Tout ce qu’on a dit jusqu’ici sur la manière de moudre par économie, ne concerne que les fromens. À l’égard des autres grains, les procédés, ainsi que les résultats, en sont un peu différens.

Comme il y a plus d’un cinquième du royaume qui ne vit que de seigle, on a cru devoir donner un article particulier à la mouture de cette espèce de blé qui, par sa forme mince & alongée, perd bien plus que le froment, par la mouture ordinaire. C’est néanmoins précisément sur les seigles qu’on devroit prévenir la perte énorme qui s’en fait par les mauvaises moutures, parce que le pauvre qui s’en nourrit n’est en état de supporter aucune perte.

La mouture rustique est celle qui occasionne le plus grand déchet dans l’emploi des seigles. On dira peut-être que l’on parvient à l’éviter, en mettant un gros bluteau qui tire toutes les farines, & même les sons. Mais alors la farine est composée, pour la majeure partie, de gruaux entiers & de recoupes qui ne prennent pas l’eau, qui ne lèvent point, qui empêchent le bouffement du pain & la bonne fabrication : indépendamment de ce qu’un pareil pain sera préjudiciable à la santé, c’est qu’en employant les gros & petits gruaux en nature, il y a un douzième ou un quinzième à perdre sur la quantité, dans la fabrication du pain.

Le dodinage dont on se sert pour la mouture économique, permet d’employer un bluteau d’un degré plus fin que le bluteau ordinaire parce que l’on peut remoudre les gruaux & les recoupes qui sont dilatés par l’effet de la meule : la farine plus alongée fait beaucoup plus blanc, prend plus d’eau, occasionne la bonne fabrication du pain, & le rend plus profitable au corps.

Il faut, pour la bonne mouture des seigles, tenir les rayons des meules plus près & plus petits que pour moudre les fromens, afin que le grain se hache davantage, parce qu’on en tirera plus de farine. On commence par moudre les seigles sans dodinage, puis l’on fait remoudre la totalité des sons & gruaux, & l’on ne fait aller le dodinage ou la bluterie que la seconde fois pour en tirer tous les gruaux & recoupes, afin de les remoudre séparément deux petites fois, & de les tirer à sec.

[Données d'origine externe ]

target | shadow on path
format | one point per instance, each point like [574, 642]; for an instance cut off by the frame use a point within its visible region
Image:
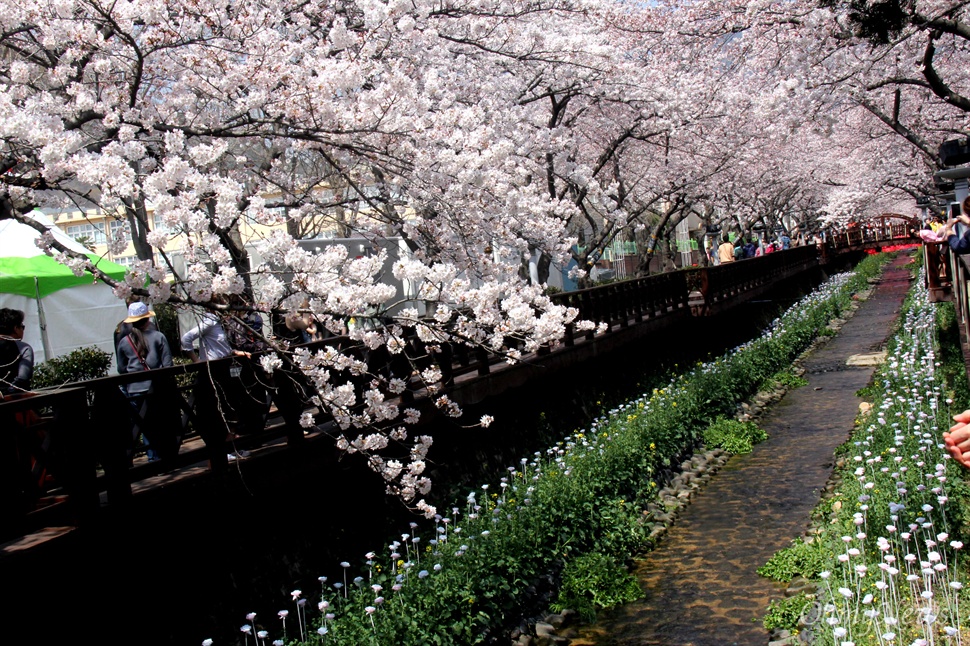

La vraie raison de la différence de ces procédés de la mouture économique des seigles à celles des blés, vient de ce que le son, ou la robe extérieure du froment, tient moins à la farine que celle du seigle ; un premier broiement suffit pour détacher l’enveloppe du froment ; au lieu que le son de seigle restant toujours chargé de farine, il est bon de le faire repasser sous la meule une seconde fois avec les recoupes ou gruaux. Cette observation est de la plus grande importance, en ce qu’elle opère un ménagement considérable sur la nourriture spéciale du pauvre.